Tomorrow night an important pre-playoff game will be played in the East, the Indiana Pacers will visit the Toronto Raptors. It could be a game with a lot of repercussions.
The Pacers haven’t won in Toronto at the ACC in almost three years, March 1, 2013 being the last time, and they have lost six of their last seven against the Raptors to boot, so it won’t be an easy house to play in. Toronto has been a team the Pacers have played tough all season, going 1-2 against against the Raptors.
The Toronto Raptors might be the Pacers first round match-up and that doesn’t bode well when you look at the numbers. The key matchups will be DeMar DeRozan vs. Paul George.
Against the Raptors, Ian Mahinmi has been averaging six points and five rebounds per game, along with five personal fouls per game. Those stats only come from two games, but what they show is how difficult it will be to play the Rap’s big men. The Raptors have some of the better defensive big players in Jonas Valanciunas and Bismack Biyombo in the NBA.
The Raps have been pretty successful without DeMarre Carroll this season. But this Friday night could be a game where Carroll’s defensive prowess will be missed. DeRozan is definitely an effective defender, but he’ll be exerting a lot of energy and attention on George. George is the league’s 10th-leading scorer with 23.4 points per game.
Carroll would be a better match up to free up DeRozan. Fans seem to be waiting for the regular season to end and just get to the post season while Carroll continues his recovery from knee surgery. And a Carroll-George match up to free DeRozan defensively is something everyone is hoping for in Canada when the playoffs begin, if they meet the Pacers in round one.
The Pacers recetly have won three in a row going from dire to on fire in a hurry, and they are coming in off a 14-point win over the Cleveland Cavaliers who were without LeBron James on Wednesday. Indiana scored a season-high 70 points in the first half.

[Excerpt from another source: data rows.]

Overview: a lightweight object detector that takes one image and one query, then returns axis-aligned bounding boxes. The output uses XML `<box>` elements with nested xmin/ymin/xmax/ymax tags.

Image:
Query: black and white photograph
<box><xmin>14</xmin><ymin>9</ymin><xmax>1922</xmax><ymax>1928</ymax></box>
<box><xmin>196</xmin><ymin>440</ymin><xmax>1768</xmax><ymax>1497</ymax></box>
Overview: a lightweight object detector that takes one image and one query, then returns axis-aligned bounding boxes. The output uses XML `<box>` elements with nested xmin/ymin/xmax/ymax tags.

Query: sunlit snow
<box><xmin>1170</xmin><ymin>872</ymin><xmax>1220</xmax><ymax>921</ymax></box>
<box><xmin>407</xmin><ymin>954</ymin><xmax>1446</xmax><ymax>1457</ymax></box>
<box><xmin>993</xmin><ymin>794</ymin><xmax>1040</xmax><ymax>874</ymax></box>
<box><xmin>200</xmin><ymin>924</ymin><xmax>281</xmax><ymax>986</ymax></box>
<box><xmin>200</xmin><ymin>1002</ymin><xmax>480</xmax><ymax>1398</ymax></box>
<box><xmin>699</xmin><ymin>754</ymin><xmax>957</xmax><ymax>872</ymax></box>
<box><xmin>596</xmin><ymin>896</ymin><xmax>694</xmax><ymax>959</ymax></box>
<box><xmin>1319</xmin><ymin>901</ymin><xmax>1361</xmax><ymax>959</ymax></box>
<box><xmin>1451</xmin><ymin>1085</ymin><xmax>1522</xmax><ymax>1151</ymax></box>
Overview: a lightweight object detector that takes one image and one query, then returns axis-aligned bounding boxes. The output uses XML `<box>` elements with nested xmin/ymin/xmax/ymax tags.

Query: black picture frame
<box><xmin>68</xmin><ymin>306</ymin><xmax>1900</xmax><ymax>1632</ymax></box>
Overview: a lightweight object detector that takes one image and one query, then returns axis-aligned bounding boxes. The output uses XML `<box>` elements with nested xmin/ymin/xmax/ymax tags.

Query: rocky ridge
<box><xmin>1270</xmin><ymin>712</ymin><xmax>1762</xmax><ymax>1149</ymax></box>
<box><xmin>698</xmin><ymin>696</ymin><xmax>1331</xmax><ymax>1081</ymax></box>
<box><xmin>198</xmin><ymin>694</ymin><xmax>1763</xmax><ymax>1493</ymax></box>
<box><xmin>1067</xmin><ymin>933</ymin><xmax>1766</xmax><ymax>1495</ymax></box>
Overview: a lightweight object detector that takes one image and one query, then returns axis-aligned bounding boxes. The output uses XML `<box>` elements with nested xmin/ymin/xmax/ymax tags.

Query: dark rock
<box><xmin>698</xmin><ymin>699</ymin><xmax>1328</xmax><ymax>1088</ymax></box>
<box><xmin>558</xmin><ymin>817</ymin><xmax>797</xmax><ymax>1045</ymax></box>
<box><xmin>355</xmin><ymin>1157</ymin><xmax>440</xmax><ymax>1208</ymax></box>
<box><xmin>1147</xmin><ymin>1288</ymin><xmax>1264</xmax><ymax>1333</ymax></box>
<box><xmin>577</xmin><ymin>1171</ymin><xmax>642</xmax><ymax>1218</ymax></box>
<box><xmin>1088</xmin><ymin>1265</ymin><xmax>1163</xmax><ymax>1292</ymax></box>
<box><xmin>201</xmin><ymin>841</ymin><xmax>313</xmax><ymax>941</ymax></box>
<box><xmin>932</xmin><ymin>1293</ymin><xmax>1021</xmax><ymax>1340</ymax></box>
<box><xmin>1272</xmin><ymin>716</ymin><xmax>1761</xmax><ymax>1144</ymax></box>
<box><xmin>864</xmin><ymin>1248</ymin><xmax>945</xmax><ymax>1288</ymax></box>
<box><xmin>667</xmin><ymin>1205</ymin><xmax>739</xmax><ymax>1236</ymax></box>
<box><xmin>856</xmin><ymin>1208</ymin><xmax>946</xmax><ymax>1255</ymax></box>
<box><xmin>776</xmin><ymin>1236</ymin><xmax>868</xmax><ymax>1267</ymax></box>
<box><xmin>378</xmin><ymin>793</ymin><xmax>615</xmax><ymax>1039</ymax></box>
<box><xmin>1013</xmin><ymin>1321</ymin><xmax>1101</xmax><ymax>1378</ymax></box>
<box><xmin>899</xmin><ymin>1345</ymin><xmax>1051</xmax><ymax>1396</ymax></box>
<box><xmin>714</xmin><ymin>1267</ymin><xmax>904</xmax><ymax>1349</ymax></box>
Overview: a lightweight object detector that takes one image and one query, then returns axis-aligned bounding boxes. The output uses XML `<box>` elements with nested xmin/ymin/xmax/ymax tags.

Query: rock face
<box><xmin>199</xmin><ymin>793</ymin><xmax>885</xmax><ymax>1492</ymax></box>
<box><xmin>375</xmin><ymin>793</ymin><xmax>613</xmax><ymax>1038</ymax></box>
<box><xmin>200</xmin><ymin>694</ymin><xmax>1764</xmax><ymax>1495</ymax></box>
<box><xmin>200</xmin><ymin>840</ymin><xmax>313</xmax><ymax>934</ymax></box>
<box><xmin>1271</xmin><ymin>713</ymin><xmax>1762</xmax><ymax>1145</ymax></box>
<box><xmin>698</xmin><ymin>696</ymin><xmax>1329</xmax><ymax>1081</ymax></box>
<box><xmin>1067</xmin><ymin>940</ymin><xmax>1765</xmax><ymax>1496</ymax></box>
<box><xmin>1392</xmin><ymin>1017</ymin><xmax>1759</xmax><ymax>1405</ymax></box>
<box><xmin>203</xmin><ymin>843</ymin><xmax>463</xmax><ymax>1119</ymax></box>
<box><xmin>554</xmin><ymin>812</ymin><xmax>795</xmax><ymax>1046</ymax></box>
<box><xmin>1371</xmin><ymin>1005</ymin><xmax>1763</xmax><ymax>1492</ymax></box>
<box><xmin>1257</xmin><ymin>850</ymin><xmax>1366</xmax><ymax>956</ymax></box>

They have a half-game lead on the Detroit Pistons for the seventh-seed in the East, and have a game in hand (four remaining, to Detroit’s three) on their path to clinch a berth in the postseason.
They are in need of getting as many wins as possible, so coming to Toronto puts the Pacers in a jam. Kyle Lowry and DeRozan both scored 28 points in the teams’ last meeting, which was a 101-94 overtime win on March 17 of this year. Biyombo made a franchise-record 25 rebounds in that victory and scored a career-high 16 points. So look to him to have another big game.
By game time Friday, the Raps will have a better sense of where they stand in terms of postseason seeding, but the Pacers won’t, they’ll simply need toget as many wins as possible in the season’s final four games to secure a spot.
That will force the Pacers to play their best basketball by the time the regular season ends if they want to continue on wards.
Toronto has shuffled its starting lineup recently, with its current starting lineup, the Raps are 7-3 in the last 10, as they continue to nip at the heels of the Cavs, who will probably win the East’s top spot.
With center Jonas Valanciunas at center and yeoman Luis Scola at power forward, the Raptors’ starting lineup can score in a variety of ways, and crashing the glass with scary intensity.
But Pacers head coach Frank Vogel seems to be comfortable with his newest starting five that features Lavoy Allen at power forward, and shifting around Solomon Hill, whose recent play gives Vogel no choice but to start the third-year player whose true position on the floor remains fluid and changeable.
“We’ll think about it,” Vogel said. “I’ve actually thought about it a lot. We’ll see. We’ll kind of go game-by-game.
“Everything’s an option at this point.”
The Pacers can weigh their options but with a much clearer vision of their play and lineup, expect the Raps not to give up points easily to a possible first round contender.